Guardia costiera, il contrammiraglio Roberto Isidori lascia Palermo

La guida della direzione marittima della Sicilia occidentale sarà affidata al comandante in seconda sino alla nomina del nuovo ammiraglio. Ecco il bilancio degli interventi e delle operazioni degli ultimi tre anni

Roberto Isidori lascia Palermo e la guida della direzione marittima della Sicilia occidentale. Si è svolta questa mattina la cerimonia voluta dal contrammiraglio  per salutare, a tre anni dal suo insediamento, il personale dei vari comandi prima del trasferimento a Roma. Tre lunghi anni durante i quali, nonostante le  restrizioni legate alla pandemia, la guardia costiera di Palermo "ha conseguito risultati di assoluto rilievo - si legge in una nota - in molteplici settori riscuotendo il plauso da parte delle diverse istituzioni e dell’intera cittadinanza quale sicuro punto di riferimento nella gestione delle criticità di volta in volta affrontate". Sino alla nomina del nuovo ammiraglio, la guida sarà affidata al comandante in seconda.

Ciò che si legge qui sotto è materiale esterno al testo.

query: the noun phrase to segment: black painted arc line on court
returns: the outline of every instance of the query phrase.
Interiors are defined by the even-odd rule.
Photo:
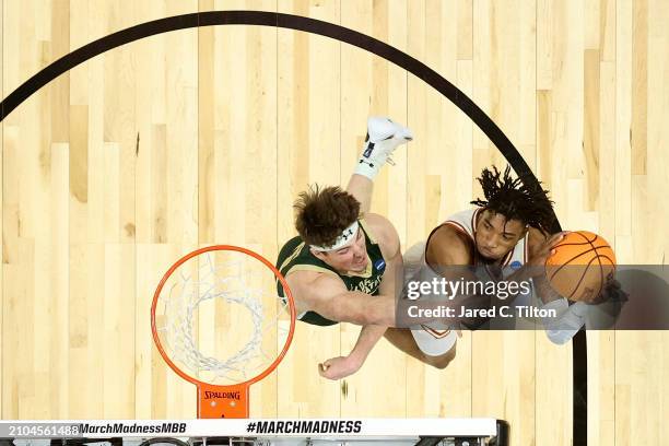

La maggiore dell’impegno è stato profuso nel settore operativo, soprattutto in materia di soccorso e salvaguardia in mare, che ha consentito nel periodo considerato di trarre in salvo oltre 5.000 persone in più di 900 operazioni di ricerca e soccorso. "Non meno rilevante - prosegue la nota - è stata l’attività condotta in materia di tutela ambientale che, a seguito di una capillare azione di monitoraggio e controllo, ha assicurato la restituzione di numerose aree demaniali marittime abusivamente occupate con l’elevazione di 185 sanzioni amministrative, 127 notizie di reato e 47 sequestri".

Nell’ambito delle diverse operazioni Mare sicuro sono stati elevati 3.132 verbali amministrativi e protocollate 327 notizie di reato, per la repressione di condotte illecite e pericolose, come purtroppo dimostra anche l’ultimo incidente avvenuto pochi giorni fa nelle acque di Cefalù. Nella vigilanza sulla pesca e più in generale nei controlli dell’intera filiera ittica, sono stati eseguiti - prosegue la nota - oltre 30 mila controlli tra mercati, pescherecci, esercizi commerciali di vendita del pescato e di ristorazione, con l’elevazione di 77 notizie di reato, quasi duemila sanzioni amministrative per un valore di oltre 3 milioni di euro ed il sequestro di quasi 1.500 attrezzi da pesca illegali e 225 mila chili di prodotto ittico.

"Tale attività - si legge ancora - oltre a tutelare la salute del consumatore finale, è stata sicuramente una risposta per tutte quelle imprese che hanno sempre rispettato la normativa di settore e creduto in una pesca sostenibile e rispettosa dell’ambiente. Meritevoli di particolare menzione i risultati conseguiti nel potenziamento delle infrastrutture e dei traffici commerciali nei porti di giurisdizione, ottenuti attraverso il costante e sapiente dialogo con il cluster marittimo, l’Autorità di sistema portuale e tutte le istituzioni con le quali nel triennio si sono consolidati gli eccellenti rapporti di costruttiva e armoniosa collaborazione, punto di forza per il perseguimento di una pubblica amministrazione efficiente ed al servizio del cittadino".